Dopo quasi 400 anni, L’Aquila riabbraccia la Visitazione di Raffaello che da domani si potrà ammirare all’interno del Museo nazionale d’Abruzzo, grazie a un prestito internazionale di tre mesi, progetto per L’Aquila capitale della cultura
L’opera di Raffaello Sanzio fu scippata durante la dominazione spagnola. Questa mattina gli storici dell’arte Tom Henry e Federica Zalabra, Direttrice del MuNDA, hanno presentano alla stampa “La Visitazione all’Aquila. Raffaello e Pontormo”.
E domani le porte si aprono per il pubblico con due sale dedicate che saranno integrate nel percorso permanente.
La Visitazione è stata nel museo del Prado di Madrid tra settemila opere. Fu dipinta nei primi anni del 500, ma quella Visitazione nacque all’Aquila e per L’Aquila, commissionata da Giovanni Battista Branconio, aquilano, orafo, cameriere segreto di papa Leone X. Un quadro per omaggiare la madre che racconta l’incontro tra Santa Elisabetta e la Madonna incinta.
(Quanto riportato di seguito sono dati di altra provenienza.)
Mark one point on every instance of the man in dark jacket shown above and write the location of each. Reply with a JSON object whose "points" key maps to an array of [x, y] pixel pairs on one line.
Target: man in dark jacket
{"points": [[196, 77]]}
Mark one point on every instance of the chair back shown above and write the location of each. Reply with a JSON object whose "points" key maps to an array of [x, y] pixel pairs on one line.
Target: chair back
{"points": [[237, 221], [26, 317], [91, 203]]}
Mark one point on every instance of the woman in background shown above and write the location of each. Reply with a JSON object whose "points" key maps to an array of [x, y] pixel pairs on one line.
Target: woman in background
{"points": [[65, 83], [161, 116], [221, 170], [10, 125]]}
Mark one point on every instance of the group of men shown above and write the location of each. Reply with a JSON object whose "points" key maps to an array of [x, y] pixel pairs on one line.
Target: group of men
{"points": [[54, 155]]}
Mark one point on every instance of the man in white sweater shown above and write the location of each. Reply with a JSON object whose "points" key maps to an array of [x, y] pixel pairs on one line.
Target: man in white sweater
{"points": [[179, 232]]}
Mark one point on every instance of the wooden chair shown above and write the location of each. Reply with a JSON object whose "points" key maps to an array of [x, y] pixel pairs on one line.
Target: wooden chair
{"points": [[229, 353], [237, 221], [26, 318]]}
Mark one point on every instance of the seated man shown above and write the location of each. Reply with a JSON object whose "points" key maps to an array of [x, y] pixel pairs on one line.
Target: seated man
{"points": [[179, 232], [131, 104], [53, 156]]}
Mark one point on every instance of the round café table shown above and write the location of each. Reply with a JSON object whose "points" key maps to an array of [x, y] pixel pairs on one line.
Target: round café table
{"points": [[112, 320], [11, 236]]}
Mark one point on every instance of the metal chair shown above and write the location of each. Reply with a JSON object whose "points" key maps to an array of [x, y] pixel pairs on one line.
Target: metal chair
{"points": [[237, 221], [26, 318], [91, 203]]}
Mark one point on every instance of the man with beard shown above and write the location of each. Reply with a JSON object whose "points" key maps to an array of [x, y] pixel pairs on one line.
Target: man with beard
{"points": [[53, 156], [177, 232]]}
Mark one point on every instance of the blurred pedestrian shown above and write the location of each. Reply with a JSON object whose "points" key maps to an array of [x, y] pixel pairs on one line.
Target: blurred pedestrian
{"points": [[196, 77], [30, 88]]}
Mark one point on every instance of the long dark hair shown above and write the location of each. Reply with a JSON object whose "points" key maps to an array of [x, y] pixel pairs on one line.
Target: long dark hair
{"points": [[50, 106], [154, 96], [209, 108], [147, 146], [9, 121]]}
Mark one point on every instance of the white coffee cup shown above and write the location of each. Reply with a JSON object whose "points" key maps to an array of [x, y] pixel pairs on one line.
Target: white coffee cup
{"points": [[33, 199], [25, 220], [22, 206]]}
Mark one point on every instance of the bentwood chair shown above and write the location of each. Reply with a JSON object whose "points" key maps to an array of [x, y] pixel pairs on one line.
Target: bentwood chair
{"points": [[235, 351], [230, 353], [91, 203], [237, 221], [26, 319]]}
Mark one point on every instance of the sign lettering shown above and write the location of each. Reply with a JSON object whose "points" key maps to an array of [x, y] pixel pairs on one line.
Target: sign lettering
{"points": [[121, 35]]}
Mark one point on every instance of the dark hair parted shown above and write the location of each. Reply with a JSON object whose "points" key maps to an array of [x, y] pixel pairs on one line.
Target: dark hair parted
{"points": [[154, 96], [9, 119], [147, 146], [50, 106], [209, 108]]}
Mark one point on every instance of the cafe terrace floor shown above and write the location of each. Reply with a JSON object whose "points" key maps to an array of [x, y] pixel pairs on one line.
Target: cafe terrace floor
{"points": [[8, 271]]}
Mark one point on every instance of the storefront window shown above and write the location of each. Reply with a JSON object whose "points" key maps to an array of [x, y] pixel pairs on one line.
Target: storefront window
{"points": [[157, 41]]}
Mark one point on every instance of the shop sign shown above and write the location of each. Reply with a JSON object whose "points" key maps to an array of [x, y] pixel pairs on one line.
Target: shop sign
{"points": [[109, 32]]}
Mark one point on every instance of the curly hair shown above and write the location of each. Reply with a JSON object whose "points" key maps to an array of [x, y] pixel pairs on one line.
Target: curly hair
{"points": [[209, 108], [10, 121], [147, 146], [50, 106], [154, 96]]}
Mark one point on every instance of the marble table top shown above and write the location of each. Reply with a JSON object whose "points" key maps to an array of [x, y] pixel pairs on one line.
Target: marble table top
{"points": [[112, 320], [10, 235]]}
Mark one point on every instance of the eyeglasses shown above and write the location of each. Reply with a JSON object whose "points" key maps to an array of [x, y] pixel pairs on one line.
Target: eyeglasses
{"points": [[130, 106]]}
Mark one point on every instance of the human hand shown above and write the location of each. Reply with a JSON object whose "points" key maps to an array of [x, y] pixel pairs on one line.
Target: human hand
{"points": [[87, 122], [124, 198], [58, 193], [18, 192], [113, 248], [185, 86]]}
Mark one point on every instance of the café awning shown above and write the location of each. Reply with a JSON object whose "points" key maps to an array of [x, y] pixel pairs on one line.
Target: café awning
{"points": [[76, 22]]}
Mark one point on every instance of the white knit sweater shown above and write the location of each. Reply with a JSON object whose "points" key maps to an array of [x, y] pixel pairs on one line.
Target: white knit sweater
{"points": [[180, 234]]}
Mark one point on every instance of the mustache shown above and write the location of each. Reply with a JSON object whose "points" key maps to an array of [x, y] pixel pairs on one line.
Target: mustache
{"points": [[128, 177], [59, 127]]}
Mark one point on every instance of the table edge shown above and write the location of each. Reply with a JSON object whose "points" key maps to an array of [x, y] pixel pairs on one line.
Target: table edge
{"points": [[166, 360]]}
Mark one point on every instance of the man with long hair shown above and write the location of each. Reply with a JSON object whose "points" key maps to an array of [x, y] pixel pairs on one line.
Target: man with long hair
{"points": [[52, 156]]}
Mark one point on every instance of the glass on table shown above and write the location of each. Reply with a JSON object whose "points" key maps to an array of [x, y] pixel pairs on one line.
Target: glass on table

Giovanni Battista e Raffaello erano amici, anche vicini di casa a Roma. Il quadro fu destinato alla chiesa di San Silvestro. E lì rimase fino 1655, quando Filippo IV di Spagna, lo fece suo.
Nel 2010, dopo il sisma del 2009, la città ci provò a riaverlo ma senza risultati. L’opera questa volta è tornata e non da sola, dialoga con Pontormo, in un allestimento curato che la inserisce nel cuore del MuNDA, come una tessera che si incastra dopo secoli.
E seppur per tre mesi soltanto, è un momento comunque indimenticabile.